Au diable les sujets

Feeding Back

© Julia Thurnau

« Feeding Back » parle à merveille d’une hégémonie du monde artistique : celle des sujets. « De quoi ça parle ? » – la question circule sur toutes les langues impérieuses de la production à la réception : encore et encore, l’artiste doit arguer en faveur d’une thématique : originale, singulière, voire jamais vue… Il doit évacuer prestement la demande : ça parle de ça – on remarquera l’autotélisme, et seulement alors il commencerait à travailler ! À découdre, disloquer, distendre ledit sujet… De l’autotélisme à l’autophagie, c’est un effort du soi qui s’ébauche, l’œuvre comme résultat artistique d’une manœuvre politique. « Feeding Back », présenté au Phare – CCN du Havre pour la septième édition du festival Pharenheit, est en plein dans le mille : le spectacle parle de la digitalisation – thème que le texte et le paratexte explorent très didactiquement pour le spectateur, empêtrant la chorégraphie pourtant saisissante de Malgven Gerbes et David Brandstätter. Le public, lors d’un temps de retours postspectacle, évoquera beaucoup plus la reconnexion par le corps que la déconnexion par le virtuel : faut-il s’en étonner ? On parle de ce qu’on voit, pas de ce qu’on nous dit.
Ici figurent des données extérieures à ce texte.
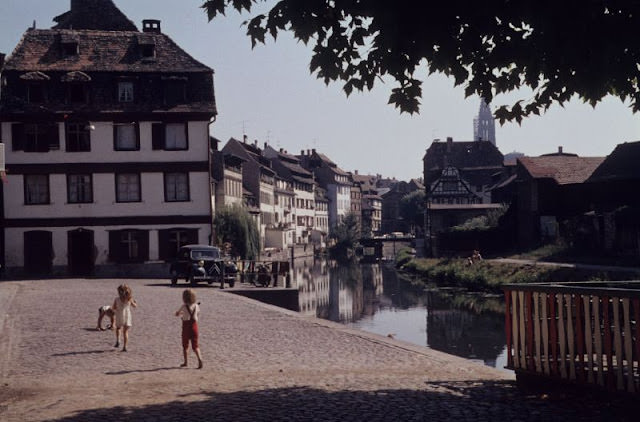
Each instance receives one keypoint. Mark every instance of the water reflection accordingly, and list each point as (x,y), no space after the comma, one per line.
(374,298)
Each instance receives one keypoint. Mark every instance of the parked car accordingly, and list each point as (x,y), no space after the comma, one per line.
(197,263)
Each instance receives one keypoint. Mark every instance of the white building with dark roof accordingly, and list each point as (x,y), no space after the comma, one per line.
(106,131)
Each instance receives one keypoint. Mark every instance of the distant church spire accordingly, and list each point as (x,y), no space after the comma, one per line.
(484,125)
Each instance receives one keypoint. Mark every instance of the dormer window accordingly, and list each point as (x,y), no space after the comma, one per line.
(35,86)
(125,92)
(70,49)
(175,90)
(69,44)
(148,51)
(147,44)
(77,87)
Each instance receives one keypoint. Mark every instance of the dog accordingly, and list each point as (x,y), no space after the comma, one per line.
(106,311)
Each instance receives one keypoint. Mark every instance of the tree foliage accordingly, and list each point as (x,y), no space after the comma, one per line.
(235,226)
(558,49)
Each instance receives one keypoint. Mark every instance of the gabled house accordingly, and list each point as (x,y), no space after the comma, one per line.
(107,146)
(334,180)
(258,179)
(288,167)
(613,188)
(476,162)
(550,189)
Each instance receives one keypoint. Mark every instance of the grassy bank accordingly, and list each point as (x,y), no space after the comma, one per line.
(490,276)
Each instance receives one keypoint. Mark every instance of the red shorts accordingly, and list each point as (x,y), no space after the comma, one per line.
(189,333)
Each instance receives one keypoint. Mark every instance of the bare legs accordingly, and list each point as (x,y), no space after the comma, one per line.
(125,337)
(185,355)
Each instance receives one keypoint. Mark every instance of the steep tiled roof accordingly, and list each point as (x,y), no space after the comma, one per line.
(563,169)
(99,51)
(462,154)
(94,14)
(622,163)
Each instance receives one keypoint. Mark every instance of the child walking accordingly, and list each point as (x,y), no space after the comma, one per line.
(122,307)
(189,311)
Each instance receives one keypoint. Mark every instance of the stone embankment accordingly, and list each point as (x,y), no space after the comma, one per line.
(261,363)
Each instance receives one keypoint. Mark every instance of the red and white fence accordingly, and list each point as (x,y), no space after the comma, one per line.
(587,333)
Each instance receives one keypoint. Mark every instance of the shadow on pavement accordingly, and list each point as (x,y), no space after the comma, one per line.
(458,401)
(133,371)
(84,352)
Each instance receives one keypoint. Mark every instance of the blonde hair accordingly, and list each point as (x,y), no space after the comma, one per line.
(125,293)
(189,296)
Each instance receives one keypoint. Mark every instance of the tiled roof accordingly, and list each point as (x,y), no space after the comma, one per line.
(462,154)
(622,163)
(99,51)
(563,169)
(94,14)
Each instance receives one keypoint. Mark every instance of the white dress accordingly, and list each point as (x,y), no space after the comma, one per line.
(123,313)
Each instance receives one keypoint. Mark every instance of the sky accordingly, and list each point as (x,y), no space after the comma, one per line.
(269,95)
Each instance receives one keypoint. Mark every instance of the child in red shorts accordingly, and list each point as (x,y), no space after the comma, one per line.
(189,312)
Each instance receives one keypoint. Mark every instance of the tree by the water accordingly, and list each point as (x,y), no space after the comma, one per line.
(235,228)
(557,48)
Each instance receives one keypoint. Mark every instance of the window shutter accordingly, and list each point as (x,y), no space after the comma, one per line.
(115,251)
(157,136)
(17,136)
(53,135)
(192,236)
(143,245)
(163,245)
(137,135)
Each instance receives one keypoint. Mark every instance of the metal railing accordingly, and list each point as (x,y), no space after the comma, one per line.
(587,333)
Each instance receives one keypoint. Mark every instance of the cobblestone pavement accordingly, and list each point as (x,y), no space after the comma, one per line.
(261,364)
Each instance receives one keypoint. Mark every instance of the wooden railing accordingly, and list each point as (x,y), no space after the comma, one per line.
(587,333)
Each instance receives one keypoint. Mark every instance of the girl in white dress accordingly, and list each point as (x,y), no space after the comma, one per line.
(122,306)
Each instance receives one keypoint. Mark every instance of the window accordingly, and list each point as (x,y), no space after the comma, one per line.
(126,136)
(125,92)
(129,246)
(36,189)
(170,136)
(176,187)
(79,189)
(70,48)
(175,91)
(128,187)
(36,93)
(35,137)
(170,240)
(77,93)
(78,137)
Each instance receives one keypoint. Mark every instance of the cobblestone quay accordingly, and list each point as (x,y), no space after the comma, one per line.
(261,363)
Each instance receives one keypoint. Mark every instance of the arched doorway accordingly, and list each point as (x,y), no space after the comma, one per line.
(38,252)
(80,251)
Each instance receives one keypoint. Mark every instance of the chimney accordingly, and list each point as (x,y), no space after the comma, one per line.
(151,25)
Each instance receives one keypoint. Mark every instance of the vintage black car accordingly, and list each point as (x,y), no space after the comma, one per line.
(197,263)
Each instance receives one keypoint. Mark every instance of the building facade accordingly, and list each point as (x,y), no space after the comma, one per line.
(107,146)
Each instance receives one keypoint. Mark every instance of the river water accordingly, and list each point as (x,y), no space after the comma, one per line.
(378,299)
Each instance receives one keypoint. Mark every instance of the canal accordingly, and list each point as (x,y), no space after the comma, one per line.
(378,299)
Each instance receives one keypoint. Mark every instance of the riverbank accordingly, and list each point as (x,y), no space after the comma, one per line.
(490,275)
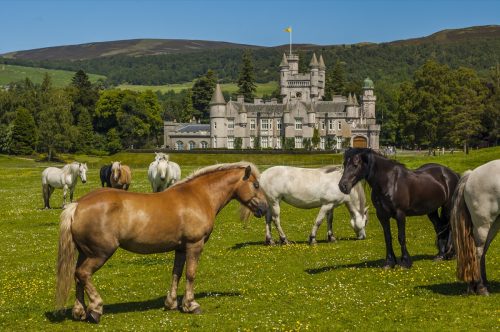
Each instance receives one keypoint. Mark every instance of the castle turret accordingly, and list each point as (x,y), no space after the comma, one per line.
(218,118)
(314,65)
(368,99)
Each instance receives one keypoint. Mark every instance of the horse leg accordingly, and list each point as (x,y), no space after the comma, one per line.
(405,256)
(84,275)
(171,299)
(319,219)
(390,258)
(329,221)
(79,307)
(269,217)
(441,238)
(193,252)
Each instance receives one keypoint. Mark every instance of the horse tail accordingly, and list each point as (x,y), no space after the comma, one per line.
(462,232)
(66,256)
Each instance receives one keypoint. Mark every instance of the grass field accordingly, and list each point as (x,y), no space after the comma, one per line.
(262,88)
(60,78)
(242,284)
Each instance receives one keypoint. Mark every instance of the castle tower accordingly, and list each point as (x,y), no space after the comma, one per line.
(368,100)
(218,133)
(322,77)
(314,65)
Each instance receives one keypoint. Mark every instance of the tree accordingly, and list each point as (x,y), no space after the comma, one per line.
(202,91)
(23,133)
(246,79)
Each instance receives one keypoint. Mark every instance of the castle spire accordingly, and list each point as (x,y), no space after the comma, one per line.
(314,61)
(217,97)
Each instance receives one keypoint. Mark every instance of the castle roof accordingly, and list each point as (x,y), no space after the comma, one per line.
(321,62)
(284,61)
(217,97)
(314,61)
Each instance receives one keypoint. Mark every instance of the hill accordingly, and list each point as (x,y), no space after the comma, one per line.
(394,62)
(132,47)
(60,78)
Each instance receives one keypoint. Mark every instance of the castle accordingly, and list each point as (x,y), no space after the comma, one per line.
(340,122)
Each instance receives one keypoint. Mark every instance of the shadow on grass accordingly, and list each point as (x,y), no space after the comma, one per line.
(367,264)
(457,288)
(135,306)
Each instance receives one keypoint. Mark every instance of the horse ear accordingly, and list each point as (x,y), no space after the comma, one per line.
(248,171)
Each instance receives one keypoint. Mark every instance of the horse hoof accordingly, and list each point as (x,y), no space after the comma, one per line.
(94,317)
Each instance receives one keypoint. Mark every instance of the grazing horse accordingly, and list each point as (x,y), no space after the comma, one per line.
(180,218)
(105,175)
(163,173)
(475,220)
(309,188)
(121,176)
(65,178)
(398,192)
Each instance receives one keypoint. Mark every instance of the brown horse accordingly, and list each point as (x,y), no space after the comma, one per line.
(398,192)
(121,176)
(180,218)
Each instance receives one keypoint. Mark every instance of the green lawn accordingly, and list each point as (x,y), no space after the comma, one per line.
(242,284)
(60,78)
(262,88)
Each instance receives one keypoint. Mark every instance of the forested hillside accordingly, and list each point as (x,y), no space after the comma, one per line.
(477,48)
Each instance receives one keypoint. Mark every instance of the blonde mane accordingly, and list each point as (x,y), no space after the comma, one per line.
(219,167)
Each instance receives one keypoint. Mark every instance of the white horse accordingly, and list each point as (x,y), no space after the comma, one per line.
(65,178)
(163,173)
(475,220)
(311,188)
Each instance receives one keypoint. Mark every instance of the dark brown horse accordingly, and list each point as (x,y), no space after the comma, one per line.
(398,192)
(180,218)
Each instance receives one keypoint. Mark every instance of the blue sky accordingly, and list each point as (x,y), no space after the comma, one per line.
(28,24)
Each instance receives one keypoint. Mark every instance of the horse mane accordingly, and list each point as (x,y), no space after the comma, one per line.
(219,167)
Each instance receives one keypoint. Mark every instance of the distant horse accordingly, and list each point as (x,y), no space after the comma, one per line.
(163,173)
(475,220)
(105,175)
(65,178)
(121,176)
(180,218)
(308,188)
(398,192)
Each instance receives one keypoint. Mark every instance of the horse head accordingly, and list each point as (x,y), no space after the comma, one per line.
(356,167)
(115,170)
(82,169)
(250,194)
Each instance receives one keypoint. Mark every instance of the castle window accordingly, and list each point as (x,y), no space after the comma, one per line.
(298,124)
(298,142)
(230,142)
(265,124)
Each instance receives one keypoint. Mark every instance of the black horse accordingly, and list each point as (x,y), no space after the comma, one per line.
(106,175)
(398,192)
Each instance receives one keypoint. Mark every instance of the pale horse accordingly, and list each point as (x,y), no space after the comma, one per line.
(308,188)
(475,221)
(163,173)
(65,178)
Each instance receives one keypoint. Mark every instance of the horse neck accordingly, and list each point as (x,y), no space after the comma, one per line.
(220,187)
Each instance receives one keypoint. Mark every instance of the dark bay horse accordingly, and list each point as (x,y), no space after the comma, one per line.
(180,218)
(398,192)
(105,175)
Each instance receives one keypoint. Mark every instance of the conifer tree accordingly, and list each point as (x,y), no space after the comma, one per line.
(246,80)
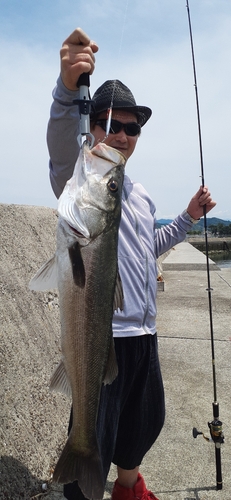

Néanmoins, « Feeding Back » est plus courageux que ça : un invité – ici Dominique Boivin, également présent au festival Pharenheit avec « Road Movie » – se voit chargé de détricoter le spectacle, qui sera présenté de nouveau le lendemain, dans un autre lieu, et après quelques heures de travail seulement. En voilà de l’inédit, lorsque les danseurs en déréliction tentent de faire spectacle en forçant l’interaction avec le public au beau milieu du MuMa du Havre… Plaignons le badaud qui n’a pas vu la version de la veille : il ne comprendra pas grand-chose. Heureux néanmoins celui qui profite du diptyque : il verra – outre un exercice dont il faut reconnaître la belle témérité dans un CCN – comment telle dés-écriture questionne le sujet de l’œuvre, les interprètes pratiquant enfin l’épochè qui manque à cette dictature d’époque… Ont-ils encore quelque chose à exprimer sur leur sujet ? Ne faudrait-il pas simplement danser ? Ode à la tentative, pourrait-on dire, pour se débarrasser de l’impératif qui jalonne, cadre, colle… Ode à la réécriture, car dans cette mutilation salvatrice, Gerbes et Brandstätter se sont émancipés de ce qui inhibait l’éclosion chorégraphique : au diable donc les sujets.